I must say my mother and father always said to us drilled in us that we were just as good as anyone else. And that stood with us through the years. "Don't be afraid to reach out and try to better yourself." 'And you don't need to stand back because of color." So we never got in trouble. Except I remember one incident. It was me who, I didn't have a fight but almost had a fight with a white girl that lived up the street from us. Her father was a policeman and this happened early in the day. He waited until it was time for him to go to work and put that uniform on to come down to our house to sort of talk about the incident between the children. You have to know my mother. She was fiery. Her father was an American Indian, full blooded. She had a temper and she could get you straight in a minute. She straightened him out. But nothing ever came of it because she reminded him that he waited until that time to come as if the uniform would frighten her away. But she stood up to him. So that was the other incident I had in New Castle with a member of the other race. We all got along pretty good together, but I'd like to tell you a little bit about my home life there. Okay?

The times I remember most and talk about most is the dinner hour. We had dinner in the dining room every night. And we set the table like we were the Vanderbilt's, with no money. But we would light candles on most nights, not every night. We would have all the best that we had. Then we would sit around this table until late in the evening. In fact, we didn't have dinner until 7. I guess that's in me today, I have late a dinner. But we would sit there after dinner and we would just talk and laugh and have fun. When we learned new things in school, words and that type of thing, we would try that on our dad. Find out if he knew all of this. This was new knowledge for us. "Do you know that we learned this new word today." So it was fun. And then the other time is Christmas. Christmas is memorable. In those days people didn't lock their doors at night. We slept all night. Nobody bothered you. This wasn't just our family. So the house was open Christmas eve. As we grew and left and came back, everybody came home at Christmas. And it was just talk, talk, talk, talk, all night long. And then we would have the people of the neighborhood. People that my father taught would come in. They would talk to him and reminisce with him.

And one other thing that pops in my mind is they never, with all the children they had, they never turned anyone away who needed help. One Sunday morning, this happened. I'll just say he was white, it doesn't really matter. This old man came by, well, he was old to me at the time. But I wouldn't think so today. Looking back on it, he was around in his 40s or 50's. He knocked on the door and of course you'd say "Come in." So he opened the door and he saw that my mother and father had all these kids around the table eating.
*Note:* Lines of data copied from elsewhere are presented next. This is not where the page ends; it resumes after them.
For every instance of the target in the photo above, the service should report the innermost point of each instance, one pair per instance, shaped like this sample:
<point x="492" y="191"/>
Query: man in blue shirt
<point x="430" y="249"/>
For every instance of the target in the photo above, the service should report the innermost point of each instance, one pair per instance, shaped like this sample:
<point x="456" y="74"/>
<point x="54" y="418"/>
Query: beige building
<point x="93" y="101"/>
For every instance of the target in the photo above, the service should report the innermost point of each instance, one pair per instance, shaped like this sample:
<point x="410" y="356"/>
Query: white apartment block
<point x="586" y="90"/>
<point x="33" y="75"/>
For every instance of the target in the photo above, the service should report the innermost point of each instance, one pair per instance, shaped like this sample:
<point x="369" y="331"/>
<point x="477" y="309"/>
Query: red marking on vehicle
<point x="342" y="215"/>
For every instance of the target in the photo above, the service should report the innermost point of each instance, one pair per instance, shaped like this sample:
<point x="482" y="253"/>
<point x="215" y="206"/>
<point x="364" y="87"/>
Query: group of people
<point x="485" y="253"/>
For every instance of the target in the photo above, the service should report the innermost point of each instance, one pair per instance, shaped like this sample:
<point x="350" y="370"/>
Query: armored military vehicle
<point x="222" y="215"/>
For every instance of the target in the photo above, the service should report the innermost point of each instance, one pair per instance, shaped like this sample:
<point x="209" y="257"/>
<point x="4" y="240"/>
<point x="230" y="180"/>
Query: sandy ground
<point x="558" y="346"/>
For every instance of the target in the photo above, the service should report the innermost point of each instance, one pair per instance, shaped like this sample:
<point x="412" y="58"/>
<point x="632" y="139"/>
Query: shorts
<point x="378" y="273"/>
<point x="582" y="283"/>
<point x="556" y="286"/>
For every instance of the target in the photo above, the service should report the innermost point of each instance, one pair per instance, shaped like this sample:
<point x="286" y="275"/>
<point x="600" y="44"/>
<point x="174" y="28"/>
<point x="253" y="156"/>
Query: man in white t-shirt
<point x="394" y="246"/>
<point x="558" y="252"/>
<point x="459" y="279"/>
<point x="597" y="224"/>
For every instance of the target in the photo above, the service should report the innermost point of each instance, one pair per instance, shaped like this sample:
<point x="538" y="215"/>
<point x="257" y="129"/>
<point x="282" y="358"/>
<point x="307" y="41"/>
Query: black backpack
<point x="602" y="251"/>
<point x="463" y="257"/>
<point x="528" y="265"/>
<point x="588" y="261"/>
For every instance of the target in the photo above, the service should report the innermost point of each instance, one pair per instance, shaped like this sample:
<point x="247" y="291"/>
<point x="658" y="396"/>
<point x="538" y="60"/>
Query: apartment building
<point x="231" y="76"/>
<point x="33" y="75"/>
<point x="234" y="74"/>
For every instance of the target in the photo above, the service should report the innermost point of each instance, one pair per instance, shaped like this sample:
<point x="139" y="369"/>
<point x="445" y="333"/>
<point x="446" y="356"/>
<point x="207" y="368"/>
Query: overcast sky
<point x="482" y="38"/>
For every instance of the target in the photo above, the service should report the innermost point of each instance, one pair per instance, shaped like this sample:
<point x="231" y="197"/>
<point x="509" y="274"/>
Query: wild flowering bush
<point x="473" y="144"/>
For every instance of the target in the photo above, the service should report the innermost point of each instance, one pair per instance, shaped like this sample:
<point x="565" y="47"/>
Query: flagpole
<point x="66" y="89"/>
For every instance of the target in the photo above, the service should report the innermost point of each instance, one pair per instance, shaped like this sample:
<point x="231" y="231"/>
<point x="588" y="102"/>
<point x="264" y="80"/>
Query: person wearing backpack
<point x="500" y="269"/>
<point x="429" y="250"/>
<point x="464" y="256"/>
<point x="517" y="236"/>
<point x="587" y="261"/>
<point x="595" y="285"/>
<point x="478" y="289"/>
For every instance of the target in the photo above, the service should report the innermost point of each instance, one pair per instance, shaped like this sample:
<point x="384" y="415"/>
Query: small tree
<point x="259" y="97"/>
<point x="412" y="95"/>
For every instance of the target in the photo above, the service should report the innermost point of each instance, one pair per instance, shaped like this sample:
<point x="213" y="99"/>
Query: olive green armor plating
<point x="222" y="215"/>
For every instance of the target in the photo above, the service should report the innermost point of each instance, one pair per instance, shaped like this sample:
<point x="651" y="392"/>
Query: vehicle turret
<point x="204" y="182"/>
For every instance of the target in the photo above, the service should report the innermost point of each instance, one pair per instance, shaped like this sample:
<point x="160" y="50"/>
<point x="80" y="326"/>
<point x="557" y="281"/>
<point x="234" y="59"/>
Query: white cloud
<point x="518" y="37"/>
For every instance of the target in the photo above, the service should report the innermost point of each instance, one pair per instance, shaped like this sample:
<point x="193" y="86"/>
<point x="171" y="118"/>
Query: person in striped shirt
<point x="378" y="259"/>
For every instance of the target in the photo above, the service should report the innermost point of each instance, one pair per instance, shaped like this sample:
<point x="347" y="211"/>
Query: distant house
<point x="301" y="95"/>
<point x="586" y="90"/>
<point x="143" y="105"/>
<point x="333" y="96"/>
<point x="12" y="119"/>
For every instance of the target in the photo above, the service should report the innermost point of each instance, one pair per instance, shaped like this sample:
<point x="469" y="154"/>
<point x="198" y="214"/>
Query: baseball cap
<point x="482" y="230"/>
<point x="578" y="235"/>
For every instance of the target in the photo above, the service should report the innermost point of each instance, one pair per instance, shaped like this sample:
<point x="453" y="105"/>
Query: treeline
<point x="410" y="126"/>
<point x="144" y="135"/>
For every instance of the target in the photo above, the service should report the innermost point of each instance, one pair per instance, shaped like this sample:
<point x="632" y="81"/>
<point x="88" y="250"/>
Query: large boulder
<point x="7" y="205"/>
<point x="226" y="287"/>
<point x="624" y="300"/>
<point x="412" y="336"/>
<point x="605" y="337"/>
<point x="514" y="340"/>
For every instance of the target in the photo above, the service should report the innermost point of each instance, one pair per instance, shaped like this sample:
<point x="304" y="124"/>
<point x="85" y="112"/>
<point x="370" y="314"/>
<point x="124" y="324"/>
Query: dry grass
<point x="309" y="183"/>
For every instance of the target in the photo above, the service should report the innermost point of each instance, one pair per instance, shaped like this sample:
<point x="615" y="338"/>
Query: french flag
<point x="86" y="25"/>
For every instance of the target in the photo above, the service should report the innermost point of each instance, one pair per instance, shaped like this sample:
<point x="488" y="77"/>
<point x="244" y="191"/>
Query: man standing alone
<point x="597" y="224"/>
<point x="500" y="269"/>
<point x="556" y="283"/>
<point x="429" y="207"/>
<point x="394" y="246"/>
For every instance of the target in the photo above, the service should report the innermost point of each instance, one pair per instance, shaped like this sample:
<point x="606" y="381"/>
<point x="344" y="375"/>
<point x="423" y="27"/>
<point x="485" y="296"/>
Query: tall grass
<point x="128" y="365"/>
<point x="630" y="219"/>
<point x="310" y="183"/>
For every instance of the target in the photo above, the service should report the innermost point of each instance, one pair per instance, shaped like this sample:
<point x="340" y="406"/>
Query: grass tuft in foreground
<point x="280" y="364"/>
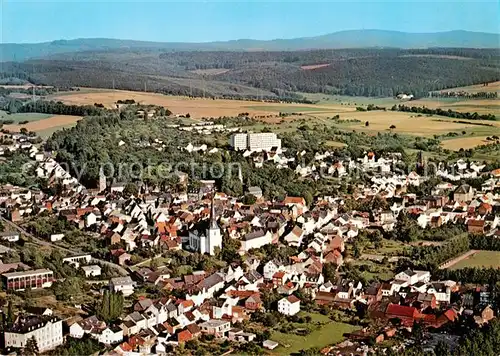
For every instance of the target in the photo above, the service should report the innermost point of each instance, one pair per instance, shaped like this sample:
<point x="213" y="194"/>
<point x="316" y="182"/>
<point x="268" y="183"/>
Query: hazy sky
<point x="200" y="21"/>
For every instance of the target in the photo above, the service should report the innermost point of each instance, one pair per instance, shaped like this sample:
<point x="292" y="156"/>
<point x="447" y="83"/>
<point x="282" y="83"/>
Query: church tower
<point x="102" y="181"/>
<point x="212" y="235"/>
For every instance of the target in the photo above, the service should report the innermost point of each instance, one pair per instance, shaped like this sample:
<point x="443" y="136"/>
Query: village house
<point x="289" y="305"/>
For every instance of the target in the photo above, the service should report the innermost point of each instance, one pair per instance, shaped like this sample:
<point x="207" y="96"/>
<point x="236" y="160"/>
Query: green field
<point x="48" y="132"/>
<point x="329" y="333"/>
<point x="349" y="100"/>
<point x="286" y="109"/>
<point x="23" y="116"/>
<point x="481" y="259"/>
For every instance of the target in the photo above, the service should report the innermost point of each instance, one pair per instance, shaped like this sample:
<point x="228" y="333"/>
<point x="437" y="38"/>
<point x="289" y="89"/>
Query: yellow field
<point x="196" y="107"/>
<point x="379" y="121"/>
<point x="495" y="86"/>
<point x="46" y="124"/>
<point x="456" y="144"/>
<point x="409" y="123"/>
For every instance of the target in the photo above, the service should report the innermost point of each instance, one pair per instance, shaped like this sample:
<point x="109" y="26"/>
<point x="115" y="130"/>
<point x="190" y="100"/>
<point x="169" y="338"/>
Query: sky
<point x="203" y="21"/>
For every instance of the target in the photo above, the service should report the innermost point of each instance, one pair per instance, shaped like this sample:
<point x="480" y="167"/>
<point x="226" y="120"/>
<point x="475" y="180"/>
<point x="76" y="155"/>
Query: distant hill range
<point x="337" y="40"/>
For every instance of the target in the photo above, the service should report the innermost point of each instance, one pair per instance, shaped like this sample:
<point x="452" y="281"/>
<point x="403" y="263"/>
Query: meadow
<point x="328" y="333"/>
<point x="47" y="125"/>
<point x="322" y="112"/>
<point x="481" y="259"/>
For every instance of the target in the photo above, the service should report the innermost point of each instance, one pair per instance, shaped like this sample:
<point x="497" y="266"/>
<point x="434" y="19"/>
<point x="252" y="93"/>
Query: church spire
<point x="213" y="220"/>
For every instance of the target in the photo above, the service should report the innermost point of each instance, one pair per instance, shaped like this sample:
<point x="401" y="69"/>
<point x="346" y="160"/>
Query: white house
<point x="289" y="305"/>
<point x="9" y="236"/>
<point x="255" y="239"/>
<point x="92" y="271"/>
<point x="111" y="335"/>
<point x="441" y="291"/>
<point x="122" y="284"/>
<point x="47" y="330"/>
<point x="271" y="267"/>
<point x="56" y="237"/>
<point x="412" y="277"/>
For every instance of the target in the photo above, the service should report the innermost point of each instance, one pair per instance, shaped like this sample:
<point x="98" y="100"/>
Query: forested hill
<point x="342" y="39"/>
<point x="360" y="72"/>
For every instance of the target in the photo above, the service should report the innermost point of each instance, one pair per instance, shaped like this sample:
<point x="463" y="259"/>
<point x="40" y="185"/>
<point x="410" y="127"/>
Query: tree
<point x="249" y="199"/>
<point x="111" y="306"/>
<point x="130" y="189"/>
<point x="31" y="347"/>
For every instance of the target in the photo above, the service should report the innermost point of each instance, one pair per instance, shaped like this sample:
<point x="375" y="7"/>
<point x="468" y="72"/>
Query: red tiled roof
<point x="293" y="299"/>
<point x="401" y="310"/>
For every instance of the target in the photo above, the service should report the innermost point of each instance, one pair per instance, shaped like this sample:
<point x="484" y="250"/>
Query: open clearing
<point x="409" y="123"/>
<point x="23" y="116"/>
<point x="480" y="259"/>
<point x="456" y="144"/>
<point x="491" y="87"/>
<point x="329" y="333"/>
<point x="196" y="107"/>
<point x="314" y="66"/>
<point x="50" y="124"/>
<point x="329" y="106"/>
<point x="211" y="71"/>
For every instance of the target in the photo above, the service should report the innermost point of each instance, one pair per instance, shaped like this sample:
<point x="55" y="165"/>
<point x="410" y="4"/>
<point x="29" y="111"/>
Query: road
<point x="41" y="242"/>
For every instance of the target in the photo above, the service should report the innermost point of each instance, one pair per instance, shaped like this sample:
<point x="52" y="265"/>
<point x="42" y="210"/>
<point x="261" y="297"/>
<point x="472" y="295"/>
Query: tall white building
<point x="208" y="241"/>
<point x="239" y="141"/>
<point x="47" y="331"/>
<point x="263" y="141"/>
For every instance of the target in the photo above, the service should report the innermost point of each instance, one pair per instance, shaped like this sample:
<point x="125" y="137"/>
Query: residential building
<point x="47" y="330"/>
<point x="289" y="305"/>
<point x="219" y="328"/>
<point x="264" y="141"/>
<point x="122" y="284"/>
<point x="40" y="278"/>
<point x="92" y="271"/>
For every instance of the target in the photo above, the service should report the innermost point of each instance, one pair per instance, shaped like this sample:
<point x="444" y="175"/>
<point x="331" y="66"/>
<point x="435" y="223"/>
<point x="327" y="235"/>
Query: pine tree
<point x="31" y="347"/>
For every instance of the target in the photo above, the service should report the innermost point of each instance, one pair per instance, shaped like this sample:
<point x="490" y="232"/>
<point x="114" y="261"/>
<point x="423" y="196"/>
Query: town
<point x="123" y="268"/>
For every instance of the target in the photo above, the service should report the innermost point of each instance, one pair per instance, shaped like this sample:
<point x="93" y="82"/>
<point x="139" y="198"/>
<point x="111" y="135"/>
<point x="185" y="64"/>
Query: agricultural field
<point x="481" y="259"/>
<point x="409" y="123"/>
<point x="45" y="127"/>
<point x="197" y="108"/>
<point x="456" y="144"/>
<point x="329" y="333"/>
<point x="328" y="106"/>
<point x="20" y="117"/>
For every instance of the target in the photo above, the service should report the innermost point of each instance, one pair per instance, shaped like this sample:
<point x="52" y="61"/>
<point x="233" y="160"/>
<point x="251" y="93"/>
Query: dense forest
<point x="266" y="74"/>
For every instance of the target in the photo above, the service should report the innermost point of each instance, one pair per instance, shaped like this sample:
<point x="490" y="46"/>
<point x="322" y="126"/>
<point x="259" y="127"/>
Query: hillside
<point x="265" y="74"/>
<point x="337" y="40"/>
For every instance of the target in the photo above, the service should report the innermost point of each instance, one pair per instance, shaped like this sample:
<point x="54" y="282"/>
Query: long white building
<point x="47" y="331"/>
<point x="263" y="141"/>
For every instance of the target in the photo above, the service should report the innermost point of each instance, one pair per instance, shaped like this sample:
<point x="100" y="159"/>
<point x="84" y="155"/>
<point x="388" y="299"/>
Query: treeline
<point x="483" y="242"/>
<point x="432" y="256"/>
<point x="441" y="112"/>
<point x="470" y="275"/>
<point x="464" y="94"/>
<point x="51" y="107"/>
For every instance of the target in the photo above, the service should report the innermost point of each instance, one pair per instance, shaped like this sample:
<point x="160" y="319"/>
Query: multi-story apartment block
<point x="40" y="278"/>
<point x="47" y="331"/>
<point x="264" y="141"/>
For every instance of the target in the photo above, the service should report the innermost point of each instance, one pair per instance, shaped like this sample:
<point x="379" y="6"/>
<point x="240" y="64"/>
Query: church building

And he says, "Oh, that's alright.'' So my father says, "Well, what's the matter? What do you want?" He said, "I was going to ask you, if you'd give me something to eat." So of course they invited him in and they feed him. He told them, he said, "I'm not a bum. I'm trying to make my way some where in the South, to my sister." He had gotten out of the hospital and he had TB and he felt if he could get in the country, the country air would do him well. He was trying to make his way wherever and so they fed him. He had breakfast and mother even packed him a lunch. It must have been Christmas time, that we got this big package-this big box. And it was from this man who had found his way, made his way, because he was hitchhiking to wherever his sister lived. He was now helping her with the farm. And he sent all this food, you know, vegetables and stuff. And that was something to remember.